Entretien. Le Conseil constitutionnel, sauveur de la présidentielle

Entretien. Le Conseil constitutionnel, sauveur de la présidentielle
Entretien. Le Conseil constitutionnel, sauveur de la présidentielle

Entretien

Sept millions de Sénégalais sont appelés dimanche à choisir, entre le candidat au pouvoir et 17 concurrents, un nouveau président avec lequel tourner la page d’un affrontement politique sans fin. Le président Sall, qui avait suscité les éloges en renonçant à briguer un troisième mandat en 2023, a provoqué la surprise en décrétant le report de dernière minute de l’élection présidentielle le 3 février. Les manifestations qui ont suivi ont fait quatre morts.

Alioune Tine est un expert indépendant de l’ONU en matière de droits de l’homme, ancien directeur régional d’Amnesty International et fondateur du groupe de réflexion Afrikajom Center. Il revient sur cet épisode de tensions sociales et politiques.

Comment analysez-vous la crise politique ?

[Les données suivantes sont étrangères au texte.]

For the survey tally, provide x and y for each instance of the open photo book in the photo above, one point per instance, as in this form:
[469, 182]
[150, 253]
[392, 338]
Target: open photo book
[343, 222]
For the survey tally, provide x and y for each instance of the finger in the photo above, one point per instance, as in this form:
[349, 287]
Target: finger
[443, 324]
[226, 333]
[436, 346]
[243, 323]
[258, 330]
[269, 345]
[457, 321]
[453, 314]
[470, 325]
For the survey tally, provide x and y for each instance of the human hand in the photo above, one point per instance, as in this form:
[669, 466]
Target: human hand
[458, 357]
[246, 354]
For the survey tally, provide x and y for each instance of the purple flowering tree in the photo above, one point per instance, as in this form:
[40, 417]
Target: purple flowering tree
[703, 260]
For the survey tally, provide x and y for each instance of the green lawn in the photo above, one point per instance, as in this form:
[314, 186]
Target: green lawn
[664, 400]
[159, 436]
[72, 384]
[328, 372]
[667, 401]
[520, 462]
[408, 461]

C’est une séquence historique : pour la première fois, le président sortant organise une élection à laquelle il n’est pas candidat et le leader le plus populaire de l’opposition, Ousmane Sonko, ne pourra pas y participer car il est exclu par une condamnation du le système de justice pénale. Cette crise est sans précédent en raison de la quête contrariée d’un troisième mandat de Macky Sall, qui ne s’attendait ni à une telle violence politique dans la résistance des Sénégalais ni à une pression aussi forte de la communauté internationale.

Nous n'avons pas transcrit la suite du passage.